Enzymes were first discovered within yeast, as the word itself reflects – ‘enzyme’ means ‘in yeast’. Although Schwann and others had shown that fermentation was caused by yeast cells, this discovery was ridiculed by von Liebig and the chemists and replaced by von Liebig’s own nebulous chemical theory. So, the biological theory of fermentation (that it is caused by living cells rather than dead chemicals) had to be re-established later in the century by Louis Pasteur. Pasteur was unable, however, to isolate from yeast cells a ‘ferment’ which could cause the fermentation of grape juice into alcohol, in the absence of live cells. Thus it was unclear whether fermentation was a truly vital process, only occurring within living cells. This was crucial because if the sub-processes of life such as the transformation of chemicals, could not occur in isolation from a living cell, then this implied that there was indeed some vital force involved. In more practical terms, it also meant that science would never penetrate far into the cell, because the individual processes could not be studied in isolation. It was left to Buchner at the very end of the century to at last successfully grind up yeast cells, and isolate something (a bunch of enzymes) that could cause fermentation in the absence of living yeast cells. It is this event that marks the true beginning of Biochemistry, in part because it destroyed the concept of the vital force, but mainly because science had finally broken into the cell and was able to study the processes of life at the molecular level.

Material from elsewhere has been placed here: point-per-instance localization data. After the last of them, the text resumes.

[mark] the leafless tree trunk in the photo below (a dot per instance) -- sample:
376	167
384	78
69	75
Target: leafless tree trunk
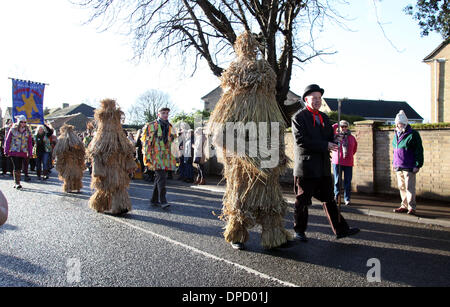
146	107
202	29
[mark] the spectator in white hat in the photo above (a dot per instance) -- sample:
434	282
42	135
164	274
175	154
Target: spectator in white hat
408	159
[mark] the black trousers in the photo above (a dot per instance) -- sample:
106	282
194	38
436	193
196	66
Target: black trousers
17	163
159	189
321	189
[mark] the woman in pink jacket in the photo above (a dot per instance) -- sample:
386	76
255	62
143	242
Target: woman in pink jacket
346	152
18	146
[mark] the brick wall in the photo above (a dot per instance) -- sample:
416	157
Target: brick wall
373	172
433	180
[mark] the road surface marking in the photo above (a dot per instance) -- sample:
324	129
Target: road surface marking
195	250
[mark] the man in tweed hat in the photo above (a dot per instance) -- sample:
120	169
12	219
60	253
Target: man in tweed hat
408	159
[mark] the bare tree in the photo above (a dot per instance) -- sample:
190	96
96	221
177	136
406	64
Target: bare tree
202	29
146	107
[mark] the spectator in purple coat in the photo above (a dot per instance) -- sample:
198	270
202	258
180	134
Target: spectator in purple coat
18	146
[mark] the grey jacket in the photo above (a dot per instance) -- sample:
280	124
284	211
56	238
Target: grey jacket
311	154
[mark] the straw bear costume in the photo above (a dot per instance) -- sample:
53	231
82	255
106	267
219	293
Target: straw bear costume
253	193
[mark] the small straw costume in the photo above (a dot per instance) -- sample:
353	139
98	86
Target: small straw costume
70	156
253	194
112	159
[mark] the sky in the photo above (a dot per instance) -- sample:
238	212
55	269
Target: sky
47	41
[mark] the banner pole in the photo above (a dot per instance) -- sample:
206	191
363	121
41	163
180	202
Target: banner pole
28	80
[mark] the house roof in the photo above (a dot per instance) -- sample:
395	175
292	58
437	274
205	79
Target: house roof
83	108
437	50
373	108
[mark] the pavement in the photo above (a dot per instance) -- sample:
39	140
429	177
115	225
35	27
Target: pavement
429	212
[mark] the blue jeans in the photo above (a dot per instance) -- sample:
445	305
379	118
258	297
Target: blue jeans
188	168
42	160
348	173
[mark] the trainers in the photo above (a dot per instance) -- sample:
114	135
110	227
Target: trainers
400	210
349	232
166	205
301	236
411	212
238	246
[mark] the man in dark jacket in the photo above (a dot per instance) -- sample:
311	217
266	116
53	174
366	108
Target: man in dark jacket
313	140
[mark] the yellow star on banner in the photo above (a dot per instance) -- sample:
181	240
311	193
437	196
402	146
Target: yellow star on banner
29	105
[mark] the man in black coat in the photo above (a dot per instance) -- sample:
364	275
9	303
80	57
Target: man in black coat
313	140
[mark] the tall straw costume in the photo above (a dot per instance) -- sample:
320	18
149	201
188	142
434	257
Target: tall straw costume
70	155
253	194
111	154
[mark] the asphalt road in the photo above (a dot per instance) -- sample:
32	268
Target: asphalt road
54	239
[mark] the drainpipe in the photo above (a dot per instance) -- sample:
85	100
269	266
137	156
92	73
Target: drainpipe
436	88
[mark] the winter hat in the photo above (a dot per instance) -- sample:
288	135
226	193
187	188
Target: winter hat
401	118
20	118
344	123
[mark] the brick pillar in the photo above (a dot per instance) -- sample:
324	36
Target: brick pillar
364	167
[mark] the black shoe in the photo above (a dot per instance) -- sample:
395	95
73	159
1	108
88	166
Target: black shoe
287	244
238	246
165	205
301	236
349	232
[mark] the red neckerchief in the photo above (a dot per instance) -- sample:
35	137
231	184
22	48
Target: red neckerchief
315	112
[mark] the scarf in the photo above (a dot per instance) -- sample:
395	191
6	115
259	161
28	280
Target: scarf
315	113
164	128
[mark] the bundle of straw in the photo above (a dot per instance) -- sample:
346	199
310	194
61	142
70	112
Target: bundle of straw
253	194
111	154
70	154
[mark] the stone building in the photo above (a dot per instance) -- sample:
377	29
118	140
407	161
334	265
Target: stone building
438	60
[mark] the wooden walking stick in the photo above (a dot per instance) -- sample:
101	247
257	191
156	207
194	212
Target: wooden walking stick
339	162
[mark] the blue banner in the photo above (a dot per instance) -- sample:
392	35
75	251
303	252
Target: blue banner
28	100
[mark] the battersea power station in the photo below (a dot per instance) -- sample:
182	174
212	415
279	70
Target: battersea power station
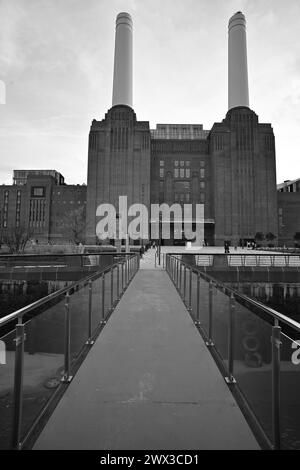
230	169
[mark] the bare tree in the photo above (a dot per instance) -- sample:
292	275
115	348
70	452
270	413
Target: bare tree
16	238
74	225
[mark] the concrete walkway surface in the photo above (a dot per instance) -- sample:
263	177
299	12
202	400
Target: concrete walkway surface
149	383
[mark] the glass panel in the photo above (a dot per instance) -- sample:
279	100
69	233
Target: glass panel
43	360
96	303
290	392
107	293
194	295
7	366
79	314
203	308
220	322
253	363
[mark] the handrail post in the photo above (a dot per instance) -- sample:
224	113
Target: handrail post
111	288
126	272
276	346
18	385
67	372
90	342
197	321
103	321
231	338
210	315
180	279
184	283
190	290
118	280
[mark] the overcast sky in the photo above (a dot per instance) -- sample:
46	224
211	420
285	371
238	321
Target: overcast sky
56	60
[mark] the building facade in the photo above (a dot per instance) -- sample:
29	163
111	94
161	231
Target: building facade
230	169
40	204
289	212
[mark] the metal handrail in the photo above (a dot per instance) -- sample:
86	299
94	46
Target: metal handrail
62	255
75	285
243	298
173	265
128	265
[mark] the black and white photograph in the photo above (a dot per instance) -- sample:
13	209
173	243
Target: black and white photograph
149	228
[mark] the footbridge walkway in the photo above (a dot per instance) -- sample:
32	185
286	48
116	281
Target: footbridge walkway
172	359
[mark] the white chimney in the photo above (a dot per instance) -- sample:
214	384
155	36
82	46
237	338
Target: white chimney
122	87
238	91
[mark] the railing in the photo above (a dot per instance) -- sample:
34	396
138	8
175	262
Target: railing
47	342
248	259
58	260
256	347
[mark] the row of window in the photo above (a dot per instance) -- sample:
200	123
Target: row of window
185	198
181	173
182	163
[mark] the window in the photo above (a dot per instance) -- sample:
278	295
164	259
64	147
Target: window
38	191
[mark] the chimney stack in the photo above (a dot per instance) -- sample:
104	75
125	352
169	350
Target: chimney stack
122	87
238	92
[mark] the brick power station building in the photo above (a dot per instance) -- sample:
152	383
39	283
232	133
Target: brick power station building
230	168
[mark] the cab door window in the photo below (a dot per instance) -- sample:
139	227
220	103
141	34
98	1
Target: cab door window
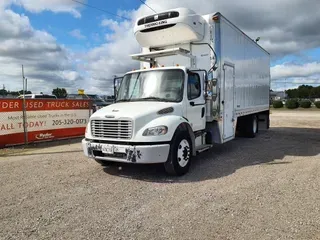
194	86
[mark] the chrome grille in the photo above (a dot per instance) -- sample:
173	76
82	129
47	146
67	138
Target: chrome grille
117	129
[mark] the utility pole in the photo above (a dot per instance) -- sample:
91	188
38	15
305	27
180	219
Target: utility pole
24	109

Schwann had opposed von Liebig and the other chemists’ views on virtually everything: the role of biology rather than chemistry in digestion, fermentation, putrefaction, metabolism, tissue structure, muscle function and the vital force. The chemists, clearly rattled by this upstart, went onto the attack, writing a satirical article on the views of the ‘biologists’ on fermentation. This article, drafted by Wöhler and made more vitriolic by von Liebig, ridiculed the cell theory of Schwann and others, scathingly describing it in terms of anthropomorphized cells shaped like distilling flasks with big mouths and stomachs, gulping down grape juice and belching out gases and alcohol. Schwann’s credibility was destroyed, he lost his job and was prevented from obtaining another academic post in Germany. He escaped into exile in Belgium, with a post in the Catholic University of Louvain, where his time was filled teaching anatomy. He never did any significant biological research again, keeping his head well below the parapet, and the chemists held the field once again in Germany. However, the experiments and book Schwann had produced in his four years of active research proved immensely influential, eventually leading to the demise of von Liebig’s ascendancy and the transformation of biology. Von Liebig publicly battled on against Pasteur, but after thirty years of denial eventually had to admit that he had been mistaken about the biological basis of fermentation. The stresses of the struggle and eventual defeat may well have contributed to his death soon afterwards. The idea of the vital force died with him, later to be reborn in the transmuted form of ‘Energy’.

We have now learnt our ‘chemistry’. We know life is not created by spirits sucked in from the air to push and pull the body’s levers; but rather an element of air, oxygen, is combined with molecules of food within the cells of the body, producing something then able to animate our bodies and minds. The stage is now set for the discovery of energy itself.